PCC Blog 71
Last week was fairly uncomfortable for the police service.
It began with criticisms of the Met over its presumed failing to realise what a danger to women one of its officers posed – until it was all too late. There were calls for the Commissioner, Dame Cressida Dick, to resign. There will be enquiries and the results may make painful reading. But it soon developed into a more general criticism around police officers abusing their positions of power to gain sexual favours, with accusations that forces were more interested in their reputations than dealing with those officers and safeguarding victims.
In South Yorkshire we understand very well the importance of high standards and ethical behaviour by the police if trust and confidence is to be maintained – and without which policing becomes so much more difficult.
So the contrast could not have been greater when I went to the annual South Yorkshire Police Memorial Service in Sheffield Cathedral on Saturday. This year a new memorial stone was dedicated to the memory of those who have been killed while on duty in our county – a poignant reminder that what motivates the overwhelming majority of our officers is the desire to keep us safe, yet knowing that some have made the greatest of sacrifices as they did so.
I found it very hard to read out the names of those killed on duty in front of their families and fellow officers gathered to remember them.
Lost youth
I have written before in these blogs about the need to restore youth services.

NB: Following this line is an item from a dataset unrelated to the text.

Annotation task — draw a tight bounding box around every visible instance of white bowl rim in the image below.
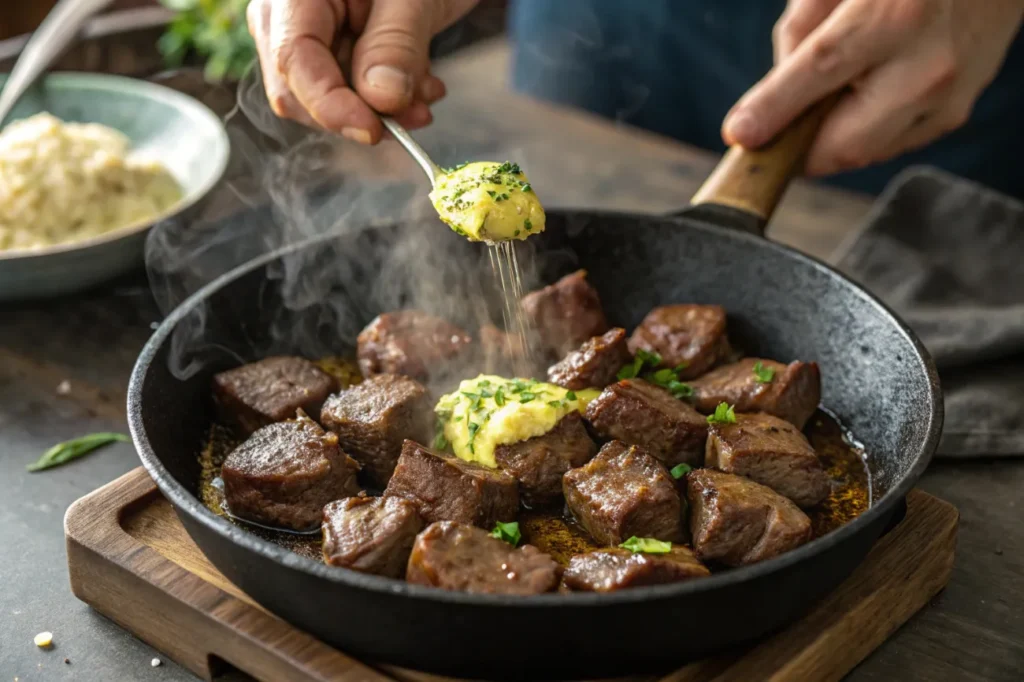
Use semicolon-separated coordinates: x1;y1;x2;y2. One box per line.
0;71;230;262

As I start to go around South Yorkshire again, I am starting to notice once more, in the late evening, groups of young people hanging around shops and bus shelters with little or nothing to do – in every part of the county. I’m afraid that some, no doubt out of boredom as much as anything else, will get involved in low level anti-social behaviour. But some will become targets of the drug gangs who are adept at recognising the lonely and vulnerable, drawing them in with the offer of friendship and then the promise of easy money.
This is not something that either my office or the police can do much about, nor the local authorities who this year will face one of their biggest challenges yet in funding social care. But I am surprised that this is not seen as an important part of the government’s levelling up agenda or the agenda for preventing young people being drawn into crime – child criminal exploitation (CCE).

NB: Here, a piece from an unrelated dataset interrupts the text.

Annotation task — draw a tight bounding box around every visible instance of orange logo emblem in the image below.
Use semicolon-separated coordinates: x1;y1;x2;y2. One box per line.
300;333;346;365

In the past, there would have been not only youth workers in various clubs and centres, but also detached youth workers who were out and about in the community. Those youth workers were role models and confidantes – an older person who was neither a parent nor a teacher, and certainly not a police officer, whom young people could talk to. Ten years of austerity decimated the service and there are now very few young people making youth service their career. (The few youth workers I meet are often now in their forties or more.)

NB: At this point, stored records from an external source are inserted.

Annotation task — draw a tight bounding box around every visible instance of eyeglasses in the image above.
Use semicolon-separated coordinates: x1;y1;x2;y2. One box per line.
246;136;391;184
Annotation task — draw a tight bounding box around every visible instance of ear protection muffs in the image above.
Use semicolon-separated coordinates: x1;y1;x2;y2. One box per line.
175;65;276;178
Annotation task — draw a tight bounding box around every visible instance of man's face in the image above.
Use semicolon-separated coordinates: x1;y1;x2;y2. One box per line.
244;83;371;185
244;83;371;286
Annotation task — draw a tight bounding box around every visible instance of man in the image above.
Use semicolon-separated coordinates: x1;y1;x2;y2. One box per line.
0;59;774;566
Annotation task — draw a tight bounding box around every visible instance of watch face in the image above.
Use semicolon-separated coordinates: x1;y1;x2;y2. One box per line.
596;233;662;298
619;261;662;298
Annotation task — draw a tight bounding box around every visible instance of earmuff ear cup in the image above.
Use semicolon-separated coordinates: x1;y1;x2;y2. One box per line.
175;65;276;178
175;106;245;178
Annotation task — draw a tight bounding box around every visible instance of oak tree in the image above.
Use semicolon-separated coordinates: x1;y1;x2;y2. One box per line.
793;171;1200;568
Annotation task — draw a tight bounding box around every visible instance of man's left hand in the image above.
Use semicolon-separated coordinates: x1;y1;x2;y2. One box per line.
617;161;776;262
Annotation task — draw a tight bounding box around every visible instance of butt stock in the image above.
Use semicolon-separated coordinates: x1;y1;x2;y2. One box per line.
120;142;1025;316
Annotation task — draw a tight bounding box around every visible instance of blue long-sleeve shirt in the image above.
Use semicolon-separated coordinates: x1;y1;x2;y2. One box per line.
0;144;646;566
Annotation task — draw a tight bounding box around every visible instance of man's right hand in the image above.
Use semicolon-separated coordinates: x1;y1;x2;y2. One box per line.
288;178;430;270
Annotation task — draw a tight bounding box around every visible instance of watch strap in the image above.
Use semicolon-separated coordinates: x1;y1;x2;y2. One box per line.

Some parts of the country have suffered even bigger cuts than in South Yorkshire. Gateshead, for example, had a youth budget in 2010 of £6,9m. Last year it was £260,000 – a reduction of 90%. Newcastle was little better: £8m in 2010, £1.5m by 2020.
So why is the link between child criminal exploitation and the collapse of youth services not seen and understood by government? Why is the case for these less privileged young people to be helped to negotiate these difficult teenage years not being made?
I can only assume that unlike other groups who have made a case for funding, the voice of this particular group of more disadvantaged young people is not heard at all. It’s not exactly a vote winner. And those young people from well supported families, who could speak up, but have little need of the youth service, are lending their voices to other important issues – like climate change.
We need a few Greta Thunbergs to realise that climate change is not the only thing that could blight the lives of their generation.
Women’s Aid
Women’s Aid is a small, South Yorkshire charity, established in 1974, that provides housing for women and children who need a place of safety. Although the accommodation is local, the women, all victims of domestic abuse, can come from anywhere in the country. Sometimes a woman needs to put some distance between herself and her abuser and it is important that charities do not limit their service to those who live locally.
I visited one of their refuges – they have two in this area with 16 and 20 self-contained flats. I was very moved to see how happy the children could be in such a welcoming house, even though many of them, if not all, had witnessed distressing scenes before arriving.
The women do not stay long here. This is temporary accommodation until something more permanent can be found.
I support the police in their work of rescuing women from abusive partners. But I am always acutely aware that without charities such as Women’s Aid the chances of some women getting away and finding the courage and the wherewithal to start afresh is so much more limited. In fact for some, it is probably impossible.
Yet the funding of such charities is never secure.
Costa Coppa
I received, out of the blue, a letter from a Spanish police force in a town not far from Alicante. The officer writing described himself as ‘responsible for the department of European Projects’. It seems that members of his force would like to visit us to learn about our ways of working and to speak to any Spanish tourists who were in South Yorkshire at the time of any visit – at their expense.
I don’t know whether anything will come of this, but we were able to reply immediately in impeccable Spanish because I have a member of staff who speaks the language and, indeed, has a degree in it. Given our usual British inability to speak anything other than English, for once I felt we were on the moral high ground.